A Climate Adaptation and Resilience research programme (CLARE), jointly funded by the UK and Canada, will put the ARA’s work into practice. As part of this, the UK government announced a further £48mn towards CLARE, bringing the total UK aid funding to £100mn, alongside £10mn from Canada. Some £40mn of the UK’s contribution will be focused on Africa, and in total the programme is set to benefit at least 5mn people around the world, says the UK government.
To support implementation of the Breakthrough Agenda announced by world leaders at COP26 on 2 November, a new Global Checkpoint Process will seek to sustain and strengthen international cooperation in each of the emitting sectors. Independent experts led by the International Energy Agency (IEA), together with the International Renewable Energy Agency (IRENA) and the UN High Level Climate Action Champions will produce an annual climate risk report to track progress and advise on action. Informed by this advice, countries will discuss how they can work together to make faster progress.

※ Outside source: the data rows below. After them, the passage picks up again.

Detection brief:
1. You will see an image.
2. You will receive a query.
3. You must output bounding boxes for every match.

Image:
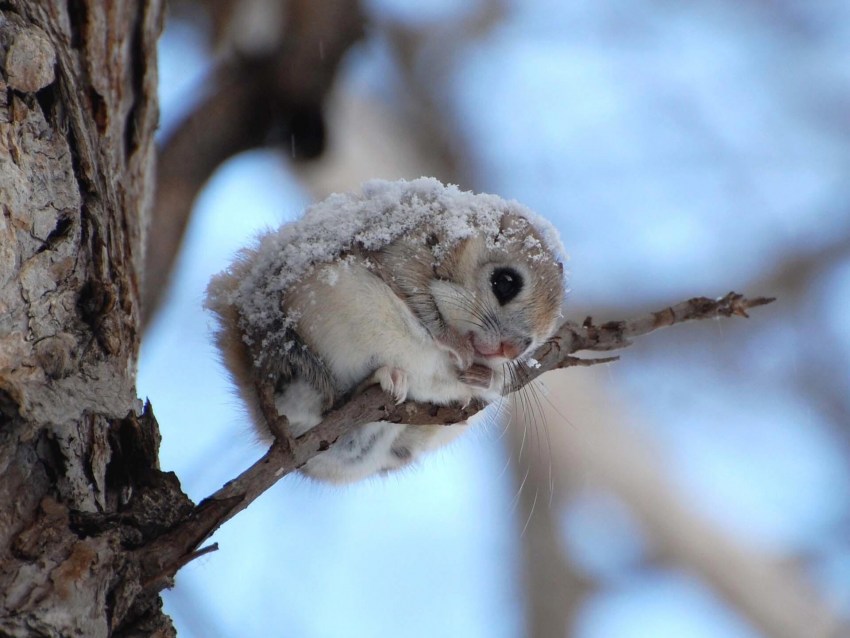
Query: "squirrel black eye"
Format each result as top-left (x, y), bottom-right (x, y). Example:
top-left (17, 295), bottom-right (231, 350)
top-left (490, 268), bottom-right (522, 306)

In other announcements, under the Industrial Deep Decarbonisation Initiative (IDDI) the UK, India, Germany, Canada and UAE will work together to create new markets for low carbon steel and concrete. The IDDI has launched a campaign under which member governments, have committed to the disclosure of embodied carbon of major public construction by no later than 2025.
Member governments have also pledged to achieve net zero in major public construction steel and concrete by 2050, and to work towards an emission reduction for 2030 to be announced next year, reports the UK government.